Nevadans definitely know all about the story. The Las Vegas Sun has been covering it extensively; in June they outlined how the family of Ensign's mistress benefited a whole heck of a lot from the affair (the mistress, already on the payroll as the treasurer of the Senator's action committee, saw her salary double during the time of the affair, her son landed a job with a GOP political committee chaired by Ensign, and her husband-also on Ensign's payroll-received an unexplained and extremely generous extra payment). In October The New York Times added more to the story, saying evidence showed that once the husband left his employ Ensign personally pushed to get him hired at a political consulting firm and then used his power as a senator to get him business, in violation of Senate ethics laws.

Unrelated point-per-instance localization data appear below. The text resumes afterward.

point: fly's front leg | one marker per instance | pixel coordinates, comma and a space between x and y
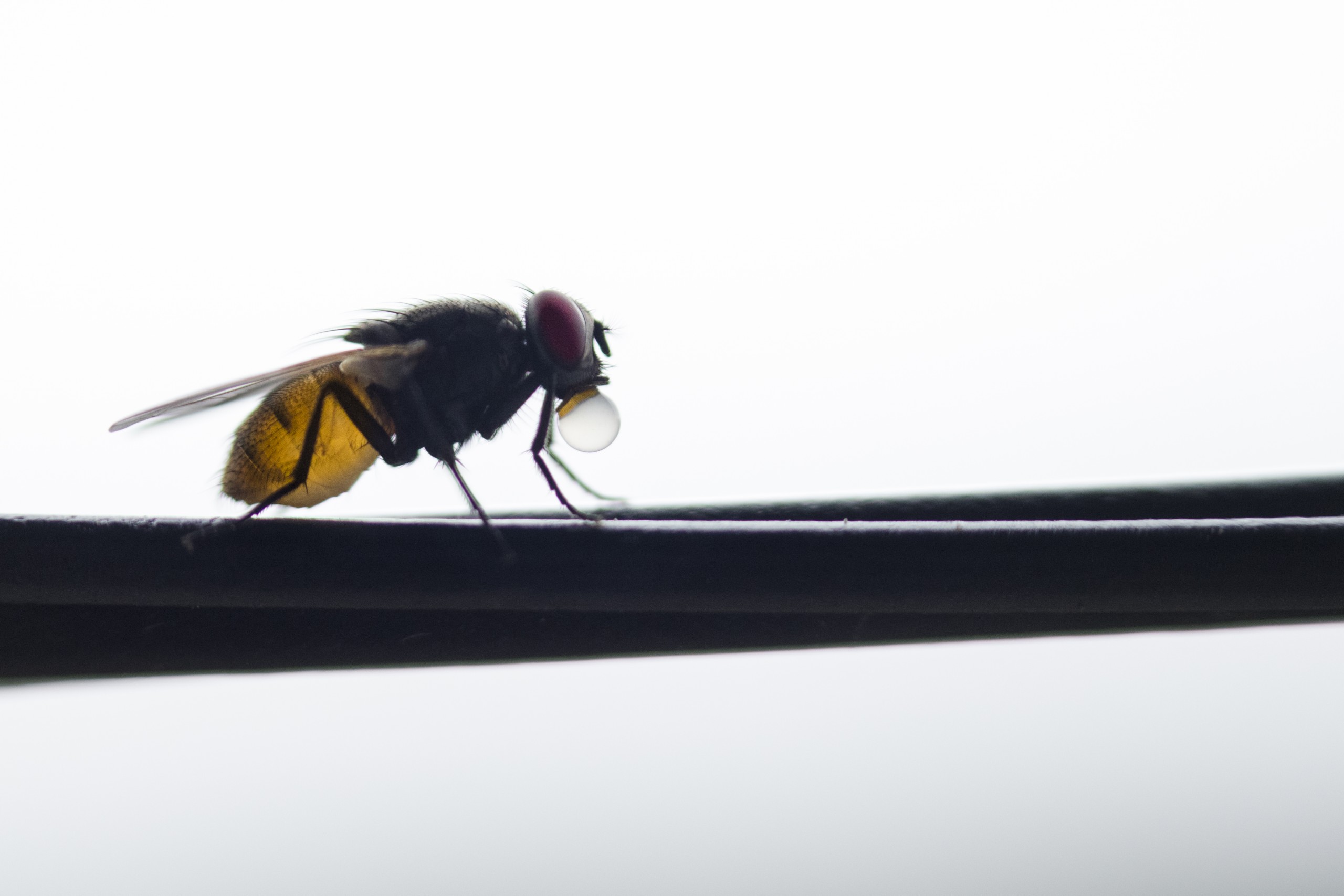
565, 468
539, 444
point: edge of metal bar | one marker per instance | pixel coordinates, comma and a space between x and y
85, 597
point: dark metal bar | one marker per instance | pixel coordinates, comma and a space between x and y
1299, 496
119, 597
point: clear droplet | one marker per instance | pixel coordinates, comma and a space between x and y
589, 422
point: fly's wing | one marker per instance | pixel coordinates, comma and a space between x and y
232, 392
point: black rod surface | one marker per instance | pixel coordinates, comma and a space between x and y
1244, 566
1296, 496
84, 597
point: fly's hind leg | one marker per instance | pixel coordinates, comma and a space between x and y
363, 421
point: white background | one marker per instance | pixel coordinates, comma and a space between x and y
848, 249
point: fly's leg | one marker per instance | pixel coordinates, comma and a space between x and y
543, 431
565, 468
444, 450
363, 421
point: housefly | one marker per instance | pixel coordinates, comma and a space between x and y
430, 376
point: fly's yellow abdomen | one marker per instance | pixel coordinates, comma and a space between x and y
268, 444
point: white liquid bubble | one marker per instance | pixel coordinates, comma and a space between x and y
591, 425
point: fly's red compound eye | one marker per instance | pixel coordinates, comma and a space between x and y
560, 327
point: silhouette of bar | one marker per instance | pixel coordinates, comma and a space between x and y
85, 597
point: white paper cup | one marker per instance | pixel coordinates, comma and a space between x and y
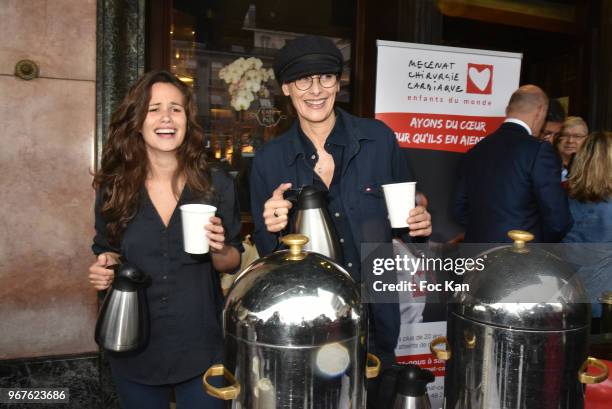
194, 218
400, 199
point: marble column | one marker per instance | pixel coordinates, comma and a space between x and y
120, 57
47, 306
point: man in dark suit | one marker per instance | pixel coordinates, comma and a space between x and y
510, 180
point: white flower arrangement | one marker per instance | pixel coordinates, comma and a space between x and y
246, 77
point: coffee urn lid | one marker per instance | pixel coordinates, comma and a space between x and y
294, 298
524, 287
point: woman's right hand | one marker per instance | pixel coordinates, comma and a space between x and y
276, 209
99, 275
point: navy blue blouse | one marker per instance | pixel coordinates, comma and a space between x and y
184, 297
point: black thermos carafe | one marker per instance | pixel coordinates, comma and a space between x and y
123, 321
312, 220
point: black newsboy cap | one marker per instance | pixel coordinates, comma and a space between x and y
307, 55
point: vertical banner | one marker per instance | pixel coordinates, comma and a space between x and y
440, 102
443, 98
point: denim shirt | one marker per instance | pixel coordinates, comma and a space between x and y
371, 158
592, 222
184, 296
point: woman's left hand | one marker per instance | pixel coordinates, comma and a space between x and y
216, 235
419, 222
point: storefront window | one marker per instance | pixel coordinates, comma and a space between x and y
225, 51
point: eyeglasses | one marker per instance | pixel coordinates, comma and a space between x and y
572, 136
325, 80
548, 134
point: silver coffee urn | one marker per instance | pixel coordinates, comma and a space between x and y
519, 337
295, 335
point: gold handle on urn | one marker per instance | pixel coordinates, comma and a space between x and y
372, 371
586, 378
441, 354
225, 393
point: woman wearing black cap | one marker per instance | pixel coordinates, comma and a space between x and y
349, 157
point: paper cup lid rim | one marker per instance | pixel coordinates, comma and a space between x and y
399, 183
197, 208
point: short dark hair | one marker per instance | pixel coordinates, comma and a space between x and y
556, 113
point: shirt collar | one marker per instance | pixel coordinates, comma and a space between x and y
519, 122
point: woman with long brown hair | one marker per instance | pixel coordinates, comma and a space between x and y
571, 136
152, 163
590, 200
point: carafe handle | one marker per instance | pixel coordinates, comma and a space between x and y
372, 371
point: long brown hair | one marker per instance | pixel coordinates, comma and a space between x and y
125, 164
591, 177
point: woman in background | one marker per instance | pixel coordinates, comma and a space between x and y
590, 192
152, 163
571, 136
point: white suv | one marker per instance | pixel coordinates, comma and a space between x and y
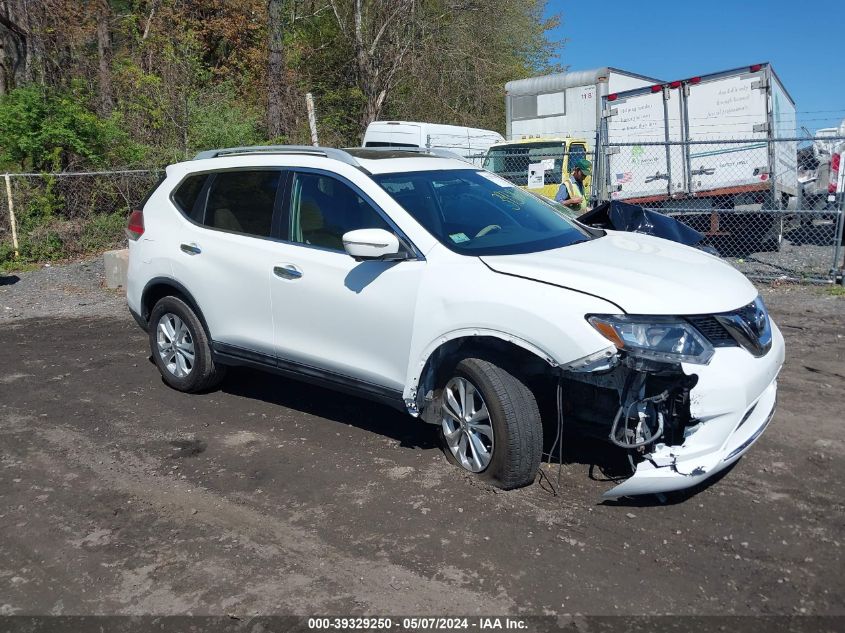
443, 290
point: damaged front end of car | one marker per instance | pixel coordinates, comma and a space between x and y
684, 397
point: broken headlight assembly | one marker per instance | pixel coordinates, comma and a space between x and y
662, 339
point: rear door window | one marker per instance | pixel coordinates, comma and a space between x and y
243, 201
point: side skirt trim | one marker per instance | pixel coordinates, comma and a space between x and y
227, 354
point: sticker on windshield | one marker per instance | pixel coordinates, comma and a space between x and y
498, 180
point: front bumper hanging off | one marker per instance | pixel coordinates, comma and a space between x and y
731, 404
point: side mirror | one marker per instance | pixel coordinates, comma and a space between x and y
369, 244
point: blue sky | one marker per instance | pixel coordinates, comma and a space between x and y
680, 39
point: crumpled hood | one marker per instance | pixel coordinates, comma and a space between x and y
639, 273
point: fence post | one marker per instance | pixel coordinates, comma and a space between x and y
840, 225
12, 214
312, 118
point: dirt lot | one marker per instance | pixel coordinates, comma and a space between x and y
119, 495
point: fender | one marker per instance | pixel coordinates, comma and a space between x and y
409, 394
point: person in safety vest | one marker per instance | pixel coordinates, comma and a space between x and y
571, 192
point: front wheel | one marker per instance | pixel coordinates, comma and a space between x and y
490, 423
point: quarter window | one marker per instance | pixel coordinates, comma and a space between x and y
187, 193
243, 201
322, 209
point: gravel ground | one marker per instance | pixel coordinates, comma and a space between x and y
119, 495
71, 290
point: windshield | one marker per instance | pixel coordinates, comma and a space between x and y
511, 161
478, 213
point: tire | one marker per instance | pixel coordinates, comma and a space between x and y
172, 319
516, 445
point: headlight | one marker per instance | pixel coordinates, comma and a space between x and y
666, 339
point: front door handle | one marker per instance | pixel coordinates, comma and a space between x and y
287, 271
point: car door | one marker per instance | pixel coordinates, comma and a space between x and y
346, 318
226, 250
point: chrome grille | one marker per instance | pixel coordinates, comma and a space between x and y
713, 331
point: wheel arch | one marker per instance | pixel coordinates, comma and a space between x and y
160, 287
518, 352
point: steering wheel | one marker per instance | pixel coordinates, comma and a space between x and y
488, 229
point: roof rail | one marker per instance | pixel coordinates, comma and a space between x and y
432, 151
328, 152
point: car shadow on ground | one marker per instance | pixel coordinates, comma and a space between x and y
330, 405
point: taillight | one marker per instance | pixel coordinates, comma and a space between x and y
135, 228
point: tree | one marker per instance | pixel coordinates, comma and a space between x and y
13, 47
275, 69
382, 35
104, 55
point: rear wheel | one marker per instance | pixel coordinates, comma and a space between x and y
490, 424
181, 348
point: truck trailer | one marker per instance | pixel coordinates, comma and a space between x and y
709, 143
564, 104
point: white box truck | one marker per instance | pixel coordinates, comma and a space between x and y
744, 111
564, 104
468, 142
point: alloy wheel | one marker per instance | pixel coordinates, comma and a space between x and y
175, 345
466, 425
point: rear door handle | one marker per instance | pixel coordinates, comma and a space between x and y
287, 271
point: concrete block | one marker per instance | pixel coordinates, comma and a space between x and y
117, 266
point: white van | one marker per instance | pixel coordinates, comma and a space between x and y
468, 142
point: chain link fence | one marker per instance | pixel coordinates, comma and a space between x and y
773, 208
65, 215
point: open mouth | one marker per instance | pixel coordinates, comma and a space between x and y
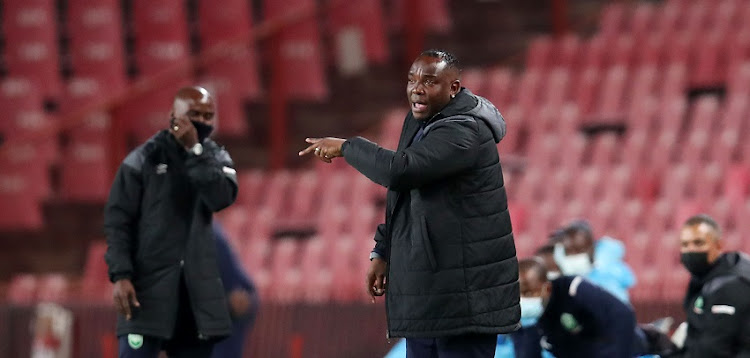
418, 107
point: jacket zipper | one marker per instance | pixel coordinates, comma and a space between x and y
389, 237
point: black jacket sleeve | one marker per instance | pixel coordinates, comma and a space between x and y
121, 218
448, 148
214, 177
381, 244
724, 313
615, 319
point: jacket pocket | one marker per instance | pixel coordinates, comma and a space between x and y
427, 244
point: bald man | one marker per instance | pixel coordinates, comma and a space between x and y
717, 304
445, 256
161, 252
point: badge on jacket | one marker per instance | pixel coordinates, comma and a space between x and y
698, 305
570, 323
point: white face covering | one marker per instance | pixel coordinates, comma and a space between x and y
572, 265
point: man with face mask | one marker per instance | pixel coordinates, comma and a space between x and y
161, 252
717, 304
574, 318
600, 262
445, 256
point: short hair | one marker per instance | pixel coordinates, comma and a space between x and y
703, 219
536, 264
450, 59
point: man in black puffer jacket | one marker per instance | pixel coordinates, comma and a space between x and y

During a recent "who cares if he had an affair" discussion I brought up John Ensign. A number of my friends had never heard of him, never heard about these alleged payoffs using federal taxpayer money, never heard of the possible ethics violations. Ensign is counting on that ignorance: two days ago Ensign said despite the continuing and growing allegations he will never resign, because he "wants to defeat Harry Reid."

The only similarity I see between these two stories is the basic one: two public men cheated on their wives and were found out. But that's where the similarity ends. One involves mounting evidence suggesting a U.S. Senator used federal tax dollars -- that's your money and mine, folks -- to pay off his girlfriend, hurt the people he represents by weakening his influence and standing as their Senator, and may be hurting them more in days to come. And it will all just coast more tax-payer's dollars if and when he's charged with allegations of wrongdoing. Compare that to Tiger's story. So far evidence suggests Woods hasn't hurt anyone but himself and his family; what he's done may be immoral but as far as I know it's not illegal (unlike Michael Vick). And Tiger Woods holds no position of authority and wasn't elected to any office. Maybe, like Ensign, he's paying off a girlfriend. I don't know that, but I do know that if he is then those funds are coming from Tiger's private mountain of cash and not from my pocket. You could argue that Tiger may indeed be using some of my money, since I bought stuff with his name on it and spent money to see him play. But I have to pay taxes. I don't have to go to the U.S. Open.

These two stories should get coverage equal to the weight of their transgressions. John Ensign should be a big story on CNN. Tiger Woods should be a big story on The Golf Channel. When the next Powerful Man is a Scumbag story breaks (and you know there will be another), is it too much to hope that media coverage will be based on whether it matters or whether it doesn't?

Based on what I'm seeing now, I'm not very optimistic.